Mannstein looked at her. “Or what?”
Mannstein continued to hold her eyes. “This one sentence. Answer it…if you can.”
“Okay. Fine. Where I grew up, you write…or you’re nothing. Okay? You got me all figured out now?”
In the bathroom the next morning, Andrea peered in the mirror and groaned at what she saw. She ran her tongue along the inside of her teeth and tasted the slimy residue of cigarette smoke, tequila, and only God and Johnny knew what else.
“Are you trying to kill me?” she said to her image. “Is that the plan because if it is, I know your little peanut mind is incapable of thinking more than three inches past your dick… Oh, that’s right you don’t have a dick. Anyway, if you kill me, you’re gonna kill yourself. Did that ever occur to you?”
Her own eyes smiled back at her from the mirror and for a moment, there was mental feedback, she was a microphone lying next to an amp and her brain was quietly screeching. She looked away and felt the nausea she had felt earlier returning. She went to the toilet and crouched, and as she was throwing up for the third time that morning, she whispered in between retching, “You’re gonna pay for this you know. One of these nights, when you’re coming on like Johnny-be-Good to some little chippy bimbo, I’m going to out you.” From her vantage point, which was eye-level to the bottom of the toilet seat, she noticed the yellow-gray stains under the rim. He hadn’t cleaned that either.
In the next room, her cell phone played the first four bars of Fame on the nightstand. Wiping her face with a towel, she trotted into the room.
“Yes?” she answered, her voice neutral, not masculine or feminine. That was the deal.
“Hello, this is Sarah Bromley from the Tobias Agency. I’m trying to contact…” A moment passed.
For christsake, you can’t even remember my name for the four-fifths of a second in between looking me up and dialing?
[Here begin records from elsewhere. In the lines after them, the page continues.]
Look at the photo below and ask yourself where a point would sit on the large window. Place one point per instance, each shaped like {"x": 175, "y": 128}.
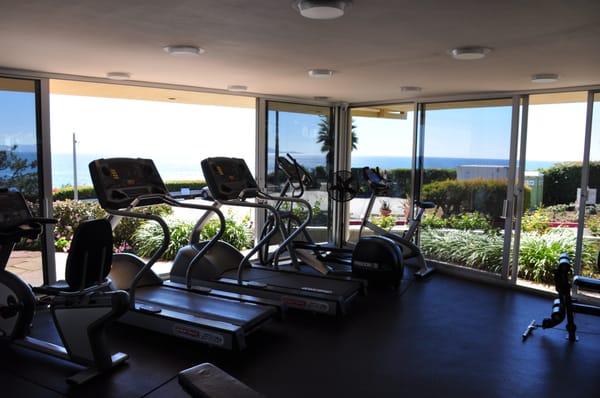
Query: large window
{"x": 464, "y": 169}
{"x": 591, "y": 232}
{"x": 553, "y": 160}
{"x": 382, "y": 137}
{"x": 176, "y": 129}
{"x": 19, "y": 165}
{"x": 304, "y": 132}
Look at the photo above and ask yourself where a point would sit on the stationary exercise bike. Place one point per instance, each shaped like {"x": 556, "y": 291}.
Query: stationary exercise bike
{"x": 81, "y": 305}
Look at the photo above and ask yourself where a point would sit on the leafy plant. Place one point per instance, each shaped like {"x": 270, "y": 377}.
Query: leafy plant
{"x": 538, "y": 254}
{"x": 455, "y": 197}
{"x": 433, "y": 221}
{"x": 473, "y": 220}
{"x": 238, "y": 234}
{"x": 593, "y": 224}
{"x": 148, "y": 238}
{"x": 537, "y": 221}
{"x": 385, "y": 222}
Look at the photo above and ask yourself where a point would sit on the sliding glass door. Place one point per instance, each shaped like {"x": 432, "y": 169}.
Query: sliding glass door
{"x": 20, "y": 162}
{"x": 304, "y": 132}
{"x": 464, "y": 168}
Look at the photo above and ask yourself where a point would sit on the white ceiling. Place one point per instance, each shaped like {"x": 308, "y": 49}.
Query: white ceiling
{"x": 376, "y": 48}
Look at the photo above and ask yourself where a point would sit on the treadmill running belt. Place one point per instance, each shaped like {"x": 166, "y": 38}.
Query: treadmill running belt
{"x": 240, "y": 314}
{"x": 297, "y": 281}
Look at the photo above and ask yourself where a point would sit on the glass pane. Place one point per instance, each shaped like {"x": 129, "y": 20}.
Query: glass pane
{"x": 591, "y": 234}
{"x": 19, "y": 165}
{"x": 465, "y": 173}
{"x": 176, "y": 129}
{"x": 554, "y": 152}
{"x": 382, "y": 138}
{"x": 304, "y": 132}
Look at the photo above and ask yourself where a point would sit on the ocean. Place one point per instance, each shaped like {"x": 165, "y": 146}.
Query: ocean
{"x": 184, "y": 169}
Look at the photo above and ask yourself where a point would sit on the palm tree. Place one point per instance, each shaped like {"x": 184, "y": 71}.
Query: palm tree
{"x": 327, "y": 139}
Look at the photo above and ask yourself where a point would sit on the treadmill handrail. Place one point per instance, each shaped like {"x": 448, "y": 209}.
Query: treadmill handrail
{"x": 167, "y": 237}
{"x": 157, "y": 254}
{"x": 288, "y": 240}
{"x": 264, "y": 240}
{"x": 211, "y": 242}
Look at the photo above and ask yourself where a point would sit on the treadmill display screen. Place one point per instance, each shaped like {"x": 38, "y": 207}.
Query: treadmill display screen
{"x": 118, "y": 182}
{"x": 13, "y": 210}
{"x": 228, "y": 177}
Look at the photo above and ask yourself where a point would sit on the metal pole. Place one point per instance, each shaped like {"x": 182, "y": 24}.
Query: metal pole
{"x": 75, "y": 193}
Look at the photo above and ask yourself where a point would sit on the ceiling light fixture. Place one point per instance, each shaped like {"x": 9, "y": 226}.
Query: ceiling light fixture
{"x": 118, "y": 75}
{"x": 544, "y": 78}
{"x": 320, "y": 73}
{"x": 237, "y": 88}
{"x": 184, "y": 50}
{"x": 410, "y": 89}
{"x": 469, "y": 53}
{"x": 321, "y": 9}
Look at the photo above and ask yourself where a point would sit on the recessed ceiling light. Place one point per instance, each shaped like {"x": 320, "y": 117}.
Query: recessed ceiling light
{"x": 118, "y": 75}
{"x": 544, "y": 78}
{"x": 469, "y": 53}
{"x": 321, "y": 9}
{"x": 410, "y": 89}
{"x": 184, "y": 50}
{"x": 237, "y": 88}
{"x": 320, "y": 73}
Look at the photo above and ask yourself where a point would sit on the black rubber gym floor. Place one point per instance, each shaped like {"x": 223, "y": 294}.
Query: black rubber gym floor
{"x": 446, "y": 337}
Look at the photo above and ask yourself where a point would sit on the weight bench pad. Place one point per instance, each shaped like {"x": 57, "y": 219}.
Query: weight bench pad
{"x": 208, "y": 381}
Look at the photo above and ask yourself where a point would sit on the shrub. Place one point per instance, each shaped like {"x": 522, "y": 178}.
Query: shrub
{"x": 538, "y": 254}
{"x": 593, "y": 223}
{"x": 238, "y": 234}
{"x": 385, "y": 222}
{"x": 536, "y": 221}
{"x": 148, "y": 238}
{"x": 433, "y": 221}
{"x": 472, "y": 249}
{"x": 474, "y": 220}
{"x": 71, "y": 213}
{"x": 465, "y": 221}
{"x": 455, "y": 197}
{"x": 562, "y": 180}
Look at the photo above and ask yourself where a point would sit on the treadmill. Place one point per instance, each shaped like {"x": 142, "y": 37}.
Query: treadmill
{"x": 200, "y": 315}
{"x": 231, "y": 183}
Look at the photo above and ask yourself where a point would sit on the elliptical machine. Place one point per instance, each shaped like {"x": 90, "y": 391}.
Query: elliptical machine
{"x": 81, "y": 306}
{"x": 565, "y": 306}
{"x": 375, "y": 258}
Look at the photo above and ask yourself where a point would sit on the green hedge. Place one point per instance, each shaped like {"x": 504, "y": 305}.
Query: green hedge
{"x": 87, "y": 191}
{"x": 455, "y": 197}
{"x": 562, "y": 180}
{"x": 70, "y": 214}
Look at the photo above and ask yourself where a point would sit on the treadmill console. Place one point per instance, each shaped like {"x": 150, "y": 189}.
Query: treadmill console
{"x": 120, "y": 181}
{"x": 13, "y": 210}
{"x": 228, "y": 177}
{"x": 374, "y": 178}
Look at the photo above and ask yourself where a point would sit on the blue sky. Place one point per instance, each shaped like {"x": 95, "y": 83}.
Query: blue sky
{"x": 17, "y": 118}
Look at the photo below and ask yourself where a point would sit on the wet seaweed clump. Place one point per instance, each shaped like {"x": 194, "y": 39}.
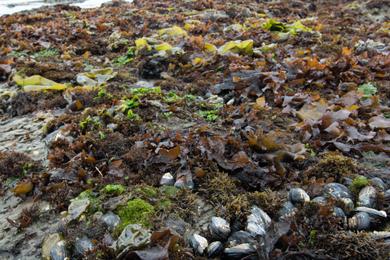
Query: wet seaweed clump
{"x": 333, "y": 166}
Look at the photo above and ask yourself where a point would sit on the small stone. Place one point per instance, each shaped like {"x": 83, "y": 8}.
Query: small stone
{"x": 219, "y": 228}
{"x": 367, "y": 197}
{"x": 133, "y": 236}
{"x": 240, "y": 237}
{"x": 239, "y": 251}
{"x": 288, "y": 210}
{"x": 48, "y": 243}
{"x": 83, "y": 245}
{"x": 214, "y": 249}
{"x": 111, "y": 220}
{"x": 320, "y": 200}
{"x": 372, "y": 212}
{"x": 258, "y": 222}
{"x": 167, "y": 179}
{"x": 58, "y": 251}
{"x": 198, "y": 243}
{"x": 378, "y": 183}
{"x": 337, "y": 191}
{"x": 298, "y": 196}
{"x": 360, "y": 221}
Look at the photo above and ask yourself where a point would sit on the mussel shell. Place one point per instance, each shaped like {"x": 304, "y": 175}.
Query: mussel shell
{"x": 219, "y": 228}
{"x": 214, "y": 249}
{"x": 367, "y": 197}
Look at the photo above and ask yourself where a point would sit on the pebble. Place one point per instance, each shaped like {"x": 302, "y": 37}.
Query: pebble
{"x": 367, "y": 197}
{"x": 219, "y": 228}
{"x": 298, "y": 196}
{"x": 239, "y": 251}
{"x": 258, "y": 222}
{"x": 378, "y": 183}
{"x": 167, "y": 179}
{"x": 83, "y": 245}
{"x": 198, "y": 243}
{"x": 360, "y": 221}
{"x": 337, "y": 191}
{"x": 214, "y": 249}
{"x": 111, "y": 220}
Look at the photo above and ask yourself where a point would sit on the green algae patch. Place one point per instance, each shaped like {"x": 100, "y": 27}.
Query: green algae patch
{"x": 137, "y": 211}
{"x": 116, "y": 189}
{"x": 359, "y": 183}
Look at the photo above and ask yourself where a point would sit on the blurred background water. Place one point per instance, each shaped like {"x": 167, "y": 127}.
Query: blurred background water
{"x": 13, "y": 6}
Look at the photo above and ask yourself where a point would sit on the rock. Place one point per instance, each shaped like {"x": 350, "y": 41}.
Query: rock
{"x": 239, "y": 251}
{"x": 48, "y": 243}
{"x": 372, "y": 212}
{"x": 58, "y": 251}
{"x": 288, "y": 210}
{"x": 214, "y": 249}
{"x": 337, "y": 191}
{"x": 367, "y": 197}
{"x": 338, "y": 212}
{"x": 298, "y": 196}
{"x": 184, "y": 180}
{"x": 346, "y": 204}
{"x": 83, "y": 245}
{"x": 240, "y": 237}
{"x": 219, "y": 228}
{"x": 198, "y": 243}
{"x": 258, "y": 222}
{"x": 167, "y": 179}
{"x": 76, "y": 208}
{"x": 111, "y": 220}
{"x": 378, "y": 183}
{"x": 360, "y": 221}
{"x": 320, "y": 200}
{"x": 133, "y": 236}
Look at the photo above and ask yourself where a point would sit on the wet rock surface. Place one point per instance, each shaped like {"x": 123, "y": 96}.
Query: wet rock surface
{"x": 178, "y": 129}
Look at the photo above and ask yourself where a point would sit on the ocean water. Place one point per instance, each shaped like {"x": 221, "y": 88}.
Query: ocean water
{"x": 13, "y": 6}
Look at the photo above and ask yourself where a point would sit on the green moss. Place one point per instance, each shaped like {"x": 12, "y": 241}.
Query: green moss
{"x": 358, "y": 183}
{"x": 210, "y": 115}
{"x": 137, "y": 211}
{"x": 169, "y": 191}
{"x": 147, "y": 191}
{"x": 116, "y": 189}
{"x": 94, "y": 202}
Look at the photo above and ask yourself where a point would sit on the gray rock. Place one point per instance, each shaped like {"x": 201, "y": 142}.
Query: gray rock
{"x": 198, "y": 243}
{"x": 346, "y": 204}
{"x": 48, "y": 243}
{"x": 372, "y": 212}
{"x": 258, "y": 222}
{"x": 367, "y": 197}
{"x": 83, "y": 245}
{"x": 288, "y": 210}
{"x": 298, "y": 196}
{"x": 58, "y": 251}
{"x": 111, "y": 220}
{"x": 240, "y": 237}
{"x": 320, "y": 200}
{"x": 239, "y": 251}
{"x": 338, "y": 212}
{"x": 219, "y": 228}
{"x": 378, "y": 183}
{"x": 76, "y": 208}
{"x": 337, "y": 191}
{"x": 132, "y": 237}
{"x": 360, "y": 221}
{"x": 167, "y": 179}
{"x": 214, "y": 249}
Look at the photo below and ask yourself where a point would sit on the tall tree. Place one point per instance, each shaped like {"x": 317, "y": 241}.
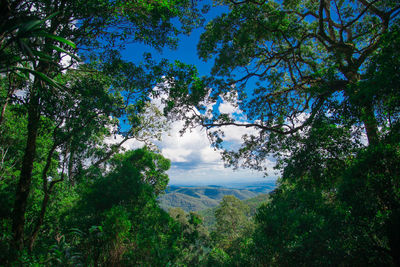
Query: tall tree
{"x": 92, "y": 25}
{"x": 288, "y": 62}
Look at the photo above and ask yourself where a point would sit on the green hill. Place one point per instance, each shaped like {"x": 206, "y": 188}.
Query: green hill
{"x": 199, "y": 198}
{"x": 253, "y": 203}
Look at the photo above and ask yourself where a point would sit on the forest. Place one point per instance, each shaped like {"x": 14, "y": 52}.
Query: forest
{"x": 317, "y": 82}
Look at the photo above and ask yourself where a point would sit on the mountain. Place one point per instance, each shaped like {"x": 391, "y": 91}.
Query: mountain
{"x": 199, "y": 198}
{"x": 253, "y": 203}
{"x": 196, "y": 198}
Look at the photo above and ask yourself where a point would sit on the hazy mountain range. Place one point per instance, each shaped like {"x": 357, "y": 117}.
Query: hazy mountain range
{"x": 196, "y": 198}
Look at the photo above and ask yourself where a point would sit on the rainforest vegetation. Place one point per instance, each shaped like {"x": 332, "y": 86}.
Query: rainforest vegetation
{"x": 318, "y": 82}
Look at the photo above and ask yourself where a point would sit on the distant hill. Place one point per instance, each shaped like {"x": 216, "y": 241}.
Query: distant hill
{"x": 253, "y": 203}
{"x": 199, "y": 198}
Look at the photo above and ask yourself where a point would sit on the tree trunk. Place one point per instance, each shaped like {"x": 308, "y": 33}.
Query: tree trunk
{"x": 370, "y": 124}
{"x": 24, "y": 184}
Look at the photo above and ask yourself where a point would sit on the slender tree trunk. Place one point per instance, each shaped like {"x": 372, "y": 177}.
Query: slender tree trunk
{"x": 24, "y": 184}
{"x": 46, "y": 198}
{"x": 370, "y": 124}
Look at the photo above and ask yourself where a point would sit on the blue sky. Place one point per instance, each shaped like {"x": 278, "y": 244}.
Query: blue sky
{"x": 193, "y": 160}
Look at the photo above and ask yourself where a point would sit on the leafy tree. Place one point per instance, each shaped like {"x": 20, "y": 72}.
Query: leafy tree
{"x": 288, "y": 63}
{"x": 194, "y": 242}
{"x": 41, "y": 38}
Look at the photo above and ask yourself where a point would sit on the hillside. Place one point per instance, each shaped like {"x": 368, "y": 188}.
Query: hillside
{"x": 200, "y": 198}
{"x": 253, "y": 203}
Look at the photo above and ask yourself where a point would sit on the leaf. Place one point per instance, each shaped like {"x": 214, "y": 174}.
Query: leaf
{"x": 58, "y": 38}
{"x": 41, "y": 76}
{"x": 62, "y": 50}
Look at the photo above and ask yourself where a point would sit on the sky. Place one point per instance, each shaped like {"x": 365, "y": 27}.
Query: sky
{"x": 193, "y": 160}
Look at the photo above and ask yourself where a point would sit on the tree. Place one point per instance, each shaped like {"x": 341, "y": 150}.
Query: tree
{"x": 313, "y": 78}
{"x": 232, "y": 220}
{"x": 288, "y": 63}
{"x": 95, "y": 26}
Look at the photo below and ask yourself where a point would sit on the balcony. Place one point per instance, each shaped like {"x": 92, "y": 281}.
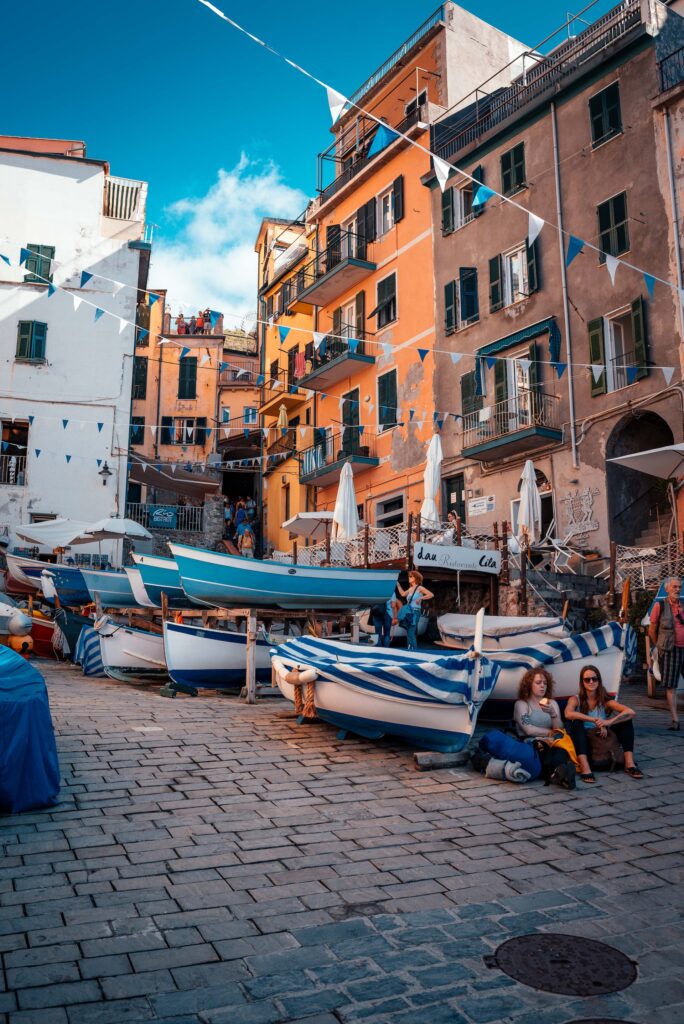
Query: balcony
{"x": 340, "y": 267}
{"x": 322, "y": 463}
{"x": 522, "y": 423}
{"x": 338, "y": 361}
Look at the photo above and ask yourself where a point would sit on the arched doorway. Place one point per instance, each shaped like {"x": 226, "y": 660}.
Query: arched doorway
{"x": 632, "y": 496}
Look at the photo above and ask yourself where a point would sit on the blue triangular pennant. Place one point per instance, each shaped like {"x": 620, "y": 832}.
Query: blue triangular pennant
{"x": 574, "y": 246}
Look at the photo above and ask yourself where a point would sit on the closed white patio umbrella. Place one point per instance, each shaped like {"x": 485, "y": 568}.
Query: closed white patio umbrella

“I’m trying to contact Ms. Andrea Halter about the job interview with Tobias Literary Agency.”
“Yes, I’m Andrea Halter.”
“Oh good. Mr. Tobias asked me to call you. There’s been a slight change of scheduling. Would it be possible for you to come in a little earlier?”
“Uhmm…” She ran her tongue along the roof of her mouth and fought the urge to retch. “Sure, of course. How much sooner?”
“Actually, if you could come over right now, we have a slot. Otherwise…” Sarah Bromley’s voice drifted off. The threat was unspoken but it was there.
“No, that’s fine. In fact, that’s ideal. Uhmm, I was just stepping out of the shower. Would forty-five minutes be acceptable?”
“Thirty would be better. I don’t think Mr. Tobias will mind if your hair’s a little wet. We’ll look forward to seeing you.”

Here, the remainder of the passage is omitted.